A deluge of high-energy physics data is headed toward servers in Geneva, Switzerland, later this month. That's because the European Organization for Nuclear Research (CERN) now says it plans to restart its Large Hadron Collider (LHC) soon for a run that could last as long as two years at a collision energy of seven TeV (tera–electron volts, 3.5 TeV per beam). As CERN ramps up the world's most powerful particle accelerator to operate well beyond its previous best performance, the lab's computer systems must likewise be tuned so they can properly capture and analyze all of this new output.
Rather than adding a platoon of new computers, and possibly overextending the information technology infrastructure's power and cooling capacity, CERN is testing a virtualized server environment that it hopes to have in place by the end of the year. Server virtualization, which involves using software to segment a server machine's processing and storage capacity, has become a popular technique in recent years to make better use of underutilized machines and drive up efficiency in data centers.
CERN plans to divide its 4,000 servers (which run about 32,500 processors) into about 35,000 virtual servers by the end of the year and manage the subsequent workflow with the help of software from Platform Computing Corp., in Markham, Ontario. Over the next two or three years the lab could further slice up its servers into as many as 80,000 virtual servers.

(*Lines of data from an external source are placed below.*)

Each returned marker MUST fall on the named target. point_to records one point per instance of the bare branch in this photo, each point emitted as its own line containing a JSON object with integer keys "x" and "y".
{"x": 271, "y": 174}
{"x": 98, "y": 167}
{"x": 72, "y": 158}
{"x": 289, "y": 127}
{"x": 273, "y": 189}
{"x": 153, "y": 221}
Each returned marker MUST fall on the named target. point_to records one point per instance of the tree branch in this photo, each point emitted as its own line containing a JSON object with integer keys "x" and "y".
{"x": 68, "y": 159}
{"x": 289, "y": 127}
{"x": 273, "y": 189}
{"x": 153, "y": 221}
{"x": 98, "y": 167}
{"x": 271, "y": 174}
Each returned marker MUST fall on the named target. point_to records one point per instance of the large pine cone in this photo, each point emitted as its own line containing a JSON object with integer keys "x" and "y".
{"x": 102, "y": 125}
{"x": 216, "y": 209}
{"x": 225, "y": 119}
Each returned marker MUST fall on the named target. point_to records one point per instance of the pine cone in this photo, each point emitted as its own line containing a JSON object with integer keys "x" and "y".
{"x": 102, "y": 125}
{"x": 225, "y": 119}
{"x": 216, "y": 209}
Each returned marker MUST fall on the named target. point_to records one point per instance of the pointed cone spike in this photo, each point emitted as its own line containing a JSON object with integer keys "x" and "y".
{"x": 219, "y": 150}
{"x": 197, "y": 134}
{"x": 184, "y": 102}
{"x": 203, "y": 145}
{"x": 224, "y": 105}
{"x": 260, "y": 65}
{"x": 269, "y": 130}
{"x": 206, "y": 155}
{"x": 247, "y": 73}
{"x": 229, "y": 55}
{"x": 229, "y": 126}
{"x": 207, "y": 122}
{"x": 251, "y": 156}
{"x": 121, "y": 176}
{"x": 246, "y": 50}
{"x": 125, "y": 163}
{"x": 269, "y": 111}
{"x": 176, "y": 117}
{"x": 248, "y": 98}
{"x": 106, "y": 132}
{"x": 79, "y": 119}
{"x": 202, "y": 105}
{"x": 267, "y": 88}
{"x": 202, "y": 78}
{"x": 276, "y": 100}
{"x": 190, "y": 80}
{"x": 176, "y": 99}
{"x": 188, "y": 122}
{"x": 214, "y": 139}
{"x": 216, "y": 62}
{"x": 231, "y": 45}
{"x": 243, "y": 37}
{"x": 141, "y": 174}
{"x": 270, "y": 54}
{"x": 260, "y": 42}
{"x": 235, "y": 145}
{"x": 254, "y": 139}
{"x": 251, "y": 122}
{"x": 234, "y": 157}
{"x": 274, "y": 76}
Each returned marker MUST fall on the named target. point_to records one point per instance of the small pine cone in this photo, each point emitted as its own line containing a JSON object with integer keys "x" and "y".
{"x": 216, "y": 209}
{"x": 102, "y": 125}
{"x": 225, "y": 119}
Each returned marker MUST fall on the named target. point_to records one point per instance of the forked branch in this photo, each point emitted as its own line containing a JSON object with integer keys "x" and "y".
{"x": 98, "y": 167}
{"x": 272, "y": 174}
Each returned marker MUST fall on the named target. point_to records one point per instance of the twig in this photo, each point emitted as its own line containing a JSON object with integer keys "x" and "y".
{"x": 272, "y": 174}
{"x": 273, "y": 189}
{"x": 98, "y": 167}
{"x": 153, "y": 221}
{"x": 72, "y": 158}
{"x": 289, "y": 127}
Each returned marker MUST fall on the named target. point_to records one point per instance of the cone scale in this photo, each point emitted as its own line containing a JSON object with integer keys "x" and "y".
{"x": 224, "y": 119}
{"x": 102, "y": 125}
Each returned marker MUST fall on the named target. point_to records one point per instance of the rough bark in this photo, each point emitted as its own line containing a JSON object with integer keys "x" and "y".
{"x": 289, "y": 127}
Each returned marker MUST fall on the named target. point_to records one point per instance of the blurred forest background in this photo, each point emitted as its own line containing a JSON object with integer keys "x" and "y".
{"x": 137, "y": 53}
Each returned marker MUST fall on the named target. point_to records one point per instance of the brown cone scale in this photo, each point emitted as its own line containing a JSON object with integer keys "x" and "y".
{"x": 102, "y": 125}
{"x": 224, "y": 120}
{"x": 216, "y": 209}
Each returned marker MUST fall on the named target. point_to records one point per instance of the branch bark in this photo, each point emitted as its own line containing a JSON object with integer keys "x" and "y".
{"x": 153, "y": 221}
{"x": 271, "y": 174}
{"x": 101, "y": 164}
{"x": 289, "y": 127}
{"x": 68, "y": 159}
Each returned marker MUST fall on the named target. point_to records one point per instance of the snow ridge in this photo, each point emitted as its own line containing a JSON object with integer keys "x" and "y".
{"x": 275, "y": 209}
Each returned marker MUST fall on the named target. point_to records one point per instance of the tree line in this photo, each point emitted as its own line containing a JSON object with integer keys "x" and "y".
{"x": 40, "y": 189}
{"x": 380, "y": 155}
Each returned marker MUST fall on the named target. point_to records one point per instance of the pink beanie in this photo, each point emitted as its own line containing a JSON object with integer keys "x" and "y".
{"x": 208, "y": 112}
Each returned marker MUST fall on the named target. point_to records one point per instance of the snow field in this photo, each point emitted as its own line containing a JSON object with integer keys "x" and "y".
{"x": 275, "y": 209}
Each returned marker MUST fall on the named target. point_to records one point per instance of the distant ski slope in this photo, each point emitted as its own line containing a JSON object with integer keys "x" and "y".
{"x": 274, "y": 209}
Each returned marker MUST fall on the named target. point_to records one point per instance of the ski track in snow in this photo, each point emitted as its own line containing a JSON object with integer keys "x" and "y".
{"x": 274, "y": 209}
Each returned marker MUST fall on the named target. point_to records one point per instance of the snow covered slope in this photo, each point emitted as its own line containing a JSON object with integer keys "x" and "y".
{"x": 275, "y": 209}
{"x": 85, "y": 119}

Simply adding more server machines to CERN's data centers was not an option. "We are limited in the amount of power and cooling available," says Tony Cass, group leader of the Fabric Infrastructure and Operations group at CERN. "We want to wring every last drop out of the resources we have to do physics. Even 10 percent more capacity means that much more toward improving the physics."
In addition to the particle accelerator itself, LHC has several particle detectors—including ATLAS and CMS—on site that capture data produced during the collisions. "To produce physics results, scientists at CERN first have to turn the 1s and 0s produced by the detectors into meaningful pictures showing the tracks of the different quantum particles produced in the collisions," Cass says. "Then they need to analyze these images to understand what they mean."
Detector data capture and analysis requires tremendous computing power, but not always in equal amounts. Sometimes more crunching is needed to create the images, other times it is necessary for the analysis. To allocate and reallocate processor resources, Cass and his team have to determine how many servers would be required to perform a certain task—analysis, for example. If they find that more computing resources are needed elsewhere, they have to stop the batch-processing work being done on the servers, reconfigure them, and then start them again. Virtual servers, however, can be allocated and reallocated dynamically using Platform Computing's software, without the need to interrupt processing work already in progress.
The LHC, which first went online in September 2008, is designed to accelerate bunches of protons to the highest energies ever generated by a machine, colliding them head-on 30 million times a second, with each collision generating thousands of particles at nearly light-speed. If successful, the LHC could help physicists answer questions about the subatomic composition of matter and energy in the universe.
Unfortunately, the LHC's first run lasted little more than a week before it had to be halted due to a problem with two superconducting magnets. The device was brought online again briefly in November to conduct a few experiments but has been down since December while CERN upgrades the equipment. More than 10,000 researchers in 85 countries plan to use the world's most powerful particle accelerator to test different predictions concerning high-energy physics.
When the LHC comes back online in a few weeks, it is expected run continuously through mid- to late 2011, the longest phase of accelerator operation in CERN's history, which dates back to 1954. "The computers dedicated to LHC, which run around 120,000 computing jobs per day, will need to run at maximum efficiency to ensure the flood of data from the detectors can be turned quickly into physics results," Cass says. A "job" in this context is a request to process a certain amount of data—turning the information produced by the detector in a given time period into the images, say, or scanning over some large number of these images for analysis.
"The pressure on the computing teams will increase once real data is here and physicists are competing to produce papers for journals and conferences, especially if there is any hint of a discovery," Cass says. "It's a critical moment for the LHC detectors."